Huawei: Auswirkungen des US-Handelsverbots auf das Smartphone-Geschäft.
Huawei: Auswirkungen des US-Handelsverbots auf das Smartphone-Geschäft.
Counterpoint wagt eine Analyse: Welche Auswirkungen hat das US-Handelsverbot auf das Smartphone-Geschäft von Huawei? Immer mehr wichtige Lieferanten, aber auch Kunden des Technologiekonzerns aus China springen ab. Weder US-Präsident Donald Trump noch Huawei-Boss Ren Zhengfei wollen im Handelsstreit einlenken.

Die Schreckensmeldungen zu Huawei und den Folgen aus dem US-Handelsverbot schocken Millionen Smartphone-Besitzer. Huawei verliert wegen des US-Boykotts und Blacklistings nicht nur die Lizenz für Googles Android, sondern auch die Unterstützung vieler Lieferanten, Lizenzgeber und Kunden verschiedener Hard- und Software, die Huawei für seine Mobilfunkgeräte inklusive den Smartphones braucht. Auch WhatsApp, das in Deutschland laut YouGov von rund 56 % aller Bürger genutzt wird, sowie Facebook und Instagram könnten künftig Huawei-Kunden verwehrt bleiben.

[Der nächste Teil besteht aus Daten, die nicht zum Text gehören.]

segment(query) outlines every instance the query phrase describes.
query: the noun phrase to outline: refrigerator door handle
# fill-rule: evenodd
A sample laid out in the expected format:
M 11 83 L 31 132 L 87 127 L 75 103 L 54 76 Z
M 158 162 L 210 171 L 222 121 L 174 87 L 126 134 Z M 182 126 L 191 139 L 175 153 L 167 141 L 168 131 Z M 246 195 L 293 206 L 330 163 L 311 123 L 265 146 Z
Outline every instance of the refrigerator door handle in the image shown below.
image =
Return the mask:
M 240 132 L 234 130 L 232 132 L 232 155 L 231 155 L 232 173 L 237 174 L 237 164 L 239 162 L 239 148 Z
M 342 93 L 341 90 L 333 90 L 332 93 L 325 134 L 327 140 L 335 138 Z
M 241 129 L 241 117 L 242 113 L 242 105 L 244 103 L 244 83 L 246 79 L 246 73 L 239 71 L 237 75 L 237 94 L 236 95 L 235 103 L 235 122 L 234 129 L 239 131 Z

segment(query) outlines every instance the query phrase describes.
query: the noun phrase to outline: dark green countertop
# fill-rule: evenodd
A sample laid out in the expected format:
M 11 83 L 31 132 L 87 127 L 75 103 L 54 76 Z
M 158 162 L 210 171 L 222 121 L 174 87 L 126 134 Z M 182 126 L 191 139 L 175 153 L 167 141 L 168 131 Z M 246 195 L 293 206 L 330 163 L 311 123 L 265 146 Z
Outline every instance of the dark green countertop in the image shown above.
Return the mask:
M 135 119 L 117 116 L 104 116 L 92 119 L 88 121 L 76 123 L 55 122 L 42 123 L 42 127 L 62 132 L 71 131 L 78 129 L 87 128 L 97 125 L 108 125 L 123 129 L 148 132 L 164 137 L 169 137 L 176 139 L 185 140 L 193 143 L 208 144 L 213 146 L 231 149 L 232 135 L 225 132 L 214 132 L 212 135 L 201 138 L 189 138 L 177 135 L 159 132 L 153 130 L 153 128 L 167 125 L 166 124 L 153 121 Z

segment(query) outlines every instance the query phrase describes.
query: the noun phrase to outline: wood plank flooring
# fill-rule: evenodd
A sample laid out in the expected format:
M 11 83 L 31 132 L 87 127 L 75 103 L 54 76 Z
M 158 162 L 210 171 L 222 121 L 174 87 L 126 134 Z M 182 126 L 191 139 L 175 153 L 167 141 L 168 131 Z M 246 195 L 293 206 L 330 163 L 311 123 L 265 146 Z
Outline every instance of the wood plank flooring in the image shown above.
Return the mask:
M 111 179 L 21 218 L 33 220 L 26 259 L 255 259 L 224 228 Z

Huawei-Boss Zhengfei findet Trumps Tweets lächerlich

Der Huawei-Chef findet die Tweets von US-Präsident Donald Trump laut einem am Montag von der Finanznachrichtenagentur Bloomberg veröffentlichten Interview lächerlich. Den Vorschlag Trumps, den US-Boykott von Huawei über ein Handelsabkommen zwischen China und den USA zu regeln, nannte Zhengfei einen "großen Witz". Ein Einlenken ist weder auf Seiten Huaweis noch bei der US-Regierung absehbar.

Analyse: Auswirkungen des US-Handelsverbots auf das Smartphone-Geschäft von Huawei

Counterpoint Research hat möglichen Auswirkungen des Huawei-Banns durch die US-Regierung auf die Geschäfte des Konzerns mit Smartphones untersucht. Die USA haben Huawei auf die "Entity List" gesetzt. Damit kann Huawei bei US-Firmen nicht mehr Technik und Software kaufen.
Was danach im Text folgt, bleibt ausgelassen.